Theoretical investigations of a highly mismatched interface: the case of SiC/Si(001)

TL;DR

This study combines first principles, classical potentials, and elasticity theory to analyze the structure and electronic properties of a highly mismatched SiC/Si(001) interface, revealing stable dislocation configurations and interface states.

Contribution

It provides a comprehensive theoretical analysis of the SiC/Si(001) interface, identifying the most stable dislocation structure and its electronic characteristics, which was not previously detailed.

Findings

Identified a stable heterostructure with misfit dislocation network and reconstructed cores.

Estimated the interface energy for the most stable configuration.

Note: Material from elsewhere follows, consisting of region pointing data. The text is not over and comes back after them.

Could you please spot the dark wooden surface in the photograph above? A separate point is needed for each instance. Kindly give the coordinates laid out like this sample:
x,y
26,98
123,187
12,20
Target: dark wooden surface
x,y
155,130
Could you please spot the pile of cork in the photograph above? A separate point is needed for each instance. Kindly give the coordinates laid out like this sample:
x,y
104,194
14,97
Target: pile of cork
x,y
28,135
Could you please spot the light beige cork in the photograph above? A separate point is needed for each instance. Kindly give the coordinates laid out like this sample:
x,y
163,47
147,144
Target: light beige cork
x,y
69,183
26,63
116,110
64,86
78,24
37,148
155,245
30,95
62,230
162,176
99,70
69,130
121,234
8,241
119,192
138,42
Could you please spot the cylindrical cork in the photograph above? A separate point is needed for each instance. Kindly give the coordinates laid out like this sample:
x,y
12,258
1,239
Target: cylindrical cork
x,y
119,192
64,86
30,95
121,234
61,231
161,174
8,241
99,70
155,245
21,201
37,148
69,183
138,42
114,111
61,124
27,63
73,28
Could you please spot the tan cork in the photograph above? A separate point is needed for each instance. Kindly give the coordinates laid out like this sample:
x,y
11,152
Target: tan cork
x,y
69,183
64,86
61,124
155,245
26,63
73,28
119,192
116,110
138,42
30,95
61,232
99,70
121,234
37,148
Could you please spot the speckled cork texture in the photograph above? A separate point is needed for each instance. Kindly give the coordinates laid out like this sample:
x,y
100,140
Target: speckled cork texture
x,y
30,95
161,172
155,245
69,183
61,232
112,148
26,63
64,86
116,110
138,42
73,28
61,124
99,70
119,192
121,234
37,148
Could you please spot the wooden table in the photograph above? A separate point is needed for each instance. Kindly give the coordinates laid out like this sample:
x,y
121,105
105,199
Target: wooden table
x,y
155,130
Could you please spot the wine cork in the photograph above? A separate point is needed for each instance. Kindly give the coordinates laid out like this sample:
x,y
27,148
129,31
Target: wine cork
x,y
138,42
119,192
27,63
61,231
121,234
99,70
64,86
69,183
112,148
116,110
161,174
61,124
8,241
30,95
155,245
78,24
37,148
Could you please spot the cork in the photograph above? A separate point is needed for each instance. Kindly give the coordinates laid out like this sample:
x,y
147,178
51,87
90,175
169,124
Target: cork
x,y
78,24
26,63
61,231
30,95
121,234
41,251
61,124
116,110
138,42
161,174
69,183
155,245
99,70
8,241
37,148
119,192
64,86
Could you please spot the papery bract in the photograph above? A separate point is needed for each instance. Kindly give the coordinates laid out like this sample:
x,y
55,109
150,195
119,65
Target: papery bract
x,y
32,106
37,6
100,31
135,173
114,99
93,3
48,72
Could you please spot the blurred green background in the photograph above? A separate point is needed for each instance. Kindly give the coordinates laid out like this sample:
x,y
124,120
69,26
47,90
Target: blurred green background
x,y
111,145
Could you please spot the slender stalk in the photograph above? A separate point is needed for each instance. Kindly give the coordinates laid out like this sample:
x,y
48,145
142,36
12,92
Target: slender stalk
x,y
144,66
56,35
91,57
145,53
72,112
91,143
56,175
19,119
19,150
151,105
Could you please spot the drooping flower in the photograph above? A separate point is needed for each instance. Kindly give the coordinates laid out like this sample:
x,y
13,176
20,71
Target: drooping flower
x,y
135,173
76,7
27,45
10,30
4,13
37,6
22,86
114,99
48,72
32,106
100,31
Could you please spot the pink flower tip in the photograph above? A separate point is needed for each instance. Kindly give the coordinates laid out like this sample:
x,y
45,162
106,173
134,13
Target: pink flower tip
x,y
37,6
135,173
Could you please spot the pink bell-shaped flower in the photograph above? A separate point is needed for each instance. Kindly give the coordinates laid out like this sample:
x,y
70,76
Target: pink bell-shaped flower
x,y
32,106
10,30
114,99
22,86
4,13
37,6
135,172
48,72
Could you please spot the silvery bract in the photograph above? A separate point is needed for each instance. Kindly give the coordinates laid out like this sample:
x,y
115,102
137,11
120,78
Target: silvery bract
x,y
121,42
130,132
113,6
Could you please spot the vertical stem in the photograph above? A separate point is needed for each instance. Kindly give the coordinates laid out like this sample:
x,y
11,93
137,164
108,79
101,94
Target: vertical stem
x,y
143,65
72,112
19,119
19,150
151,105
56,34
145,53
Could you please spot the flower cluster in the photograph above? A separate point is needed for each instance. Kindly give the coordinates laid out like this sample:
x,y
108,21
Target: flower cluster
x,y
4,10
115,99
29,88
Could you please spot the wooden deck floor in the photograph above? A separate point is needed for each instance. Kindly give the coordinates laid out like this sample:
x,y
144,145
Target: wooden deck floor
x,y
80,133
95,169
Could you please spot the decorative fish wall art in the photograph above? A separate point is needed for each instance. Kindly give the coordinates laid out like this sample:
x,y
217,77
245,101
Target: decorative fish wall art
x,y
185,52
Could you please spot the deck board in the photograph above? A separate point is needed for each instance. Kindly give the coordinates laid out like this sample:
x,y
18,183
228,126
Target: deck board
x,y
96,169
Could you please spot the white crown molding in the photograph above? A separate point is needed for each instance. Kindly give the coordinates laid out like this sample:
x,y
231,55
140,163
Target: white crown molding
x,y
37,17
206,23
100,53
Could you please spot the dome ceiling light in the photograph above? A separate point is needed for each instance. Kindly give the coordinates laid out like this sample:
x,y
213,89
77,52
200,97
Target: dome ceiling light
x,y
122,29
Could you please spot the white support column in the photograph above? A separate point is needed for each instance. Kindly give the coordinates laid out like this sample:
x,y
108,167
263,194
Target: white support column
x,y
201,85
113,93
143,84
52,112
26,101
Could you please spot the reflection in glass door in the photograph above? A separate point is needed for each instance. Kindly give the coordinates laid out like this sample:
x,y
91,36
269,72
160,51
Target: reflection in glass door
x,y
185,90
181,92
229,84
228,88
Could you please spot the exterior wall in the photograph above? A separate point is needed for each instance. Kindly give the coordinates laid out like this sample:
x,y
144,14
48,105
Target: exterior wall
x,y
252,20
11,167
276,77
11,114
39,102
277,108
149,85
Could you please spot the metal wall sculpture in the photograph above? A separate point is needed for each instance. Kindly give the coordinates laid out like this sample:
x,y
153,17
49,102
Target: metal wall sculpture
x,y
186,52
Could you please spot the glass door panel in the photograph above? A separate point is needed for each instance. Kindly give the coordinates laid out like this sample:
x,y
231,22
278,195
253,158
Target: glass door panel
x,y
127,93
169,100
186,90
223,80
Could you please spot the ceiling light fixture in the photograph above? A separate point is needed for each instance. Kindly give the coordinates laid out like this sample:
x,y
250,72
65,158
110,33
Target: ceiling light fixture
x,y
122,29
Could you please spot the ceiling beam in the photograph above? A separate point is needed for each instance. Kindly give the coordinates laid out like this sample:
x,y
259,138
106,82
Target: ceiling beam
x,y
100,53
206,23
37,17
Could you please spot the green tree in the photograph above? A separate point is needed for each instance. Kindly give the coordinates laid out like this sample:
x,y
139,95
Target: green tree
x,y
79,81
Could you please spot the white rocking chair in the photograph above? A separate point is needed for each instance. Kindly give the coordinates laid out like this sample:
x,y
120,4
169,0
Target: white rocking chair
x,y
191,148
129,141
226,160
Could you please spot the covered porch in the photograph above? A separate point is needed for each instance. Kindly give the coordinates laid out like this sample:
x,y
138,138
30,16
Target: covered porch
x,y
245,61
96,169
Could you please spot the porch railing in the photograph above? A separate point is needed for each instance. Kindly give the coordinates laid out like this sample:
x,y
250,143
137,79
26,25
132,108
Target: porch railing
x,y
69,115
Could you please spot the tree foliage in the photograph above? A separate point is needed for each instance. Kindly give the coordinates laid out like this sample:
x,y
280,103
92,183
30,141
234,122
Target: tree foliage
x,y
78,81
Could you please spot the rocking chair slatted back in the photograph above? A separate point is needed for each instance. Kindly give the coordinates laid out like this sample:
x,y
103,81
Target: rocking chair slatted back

Dislocation cores host localized interface states within the band gap.

Abstract

Using first principles, classical potentials, and elasticity theory, we investigated the structure of a semiconductor/semiconductor interface with a high lattice mismatch, SiC/Si(001). Among several tested possible configurations, a heterostructure with (i) a misfit dislocation network pinned at the interface and (ii) reconstructed dislocation cores with a carbon substoichiometry is found to be the most stable one. The importance of the slab approximation in first-principles calculations is discussed and estimated by combining classical potential techniques and elasticity theory. For the most stable configuration, an estimate of the interface energy is given. Finally, the electronic structure is investigated and discussed in relation with the dislocation array structure. Interface states, localized in the heterostructure gap and located on dislocation cores, are identified.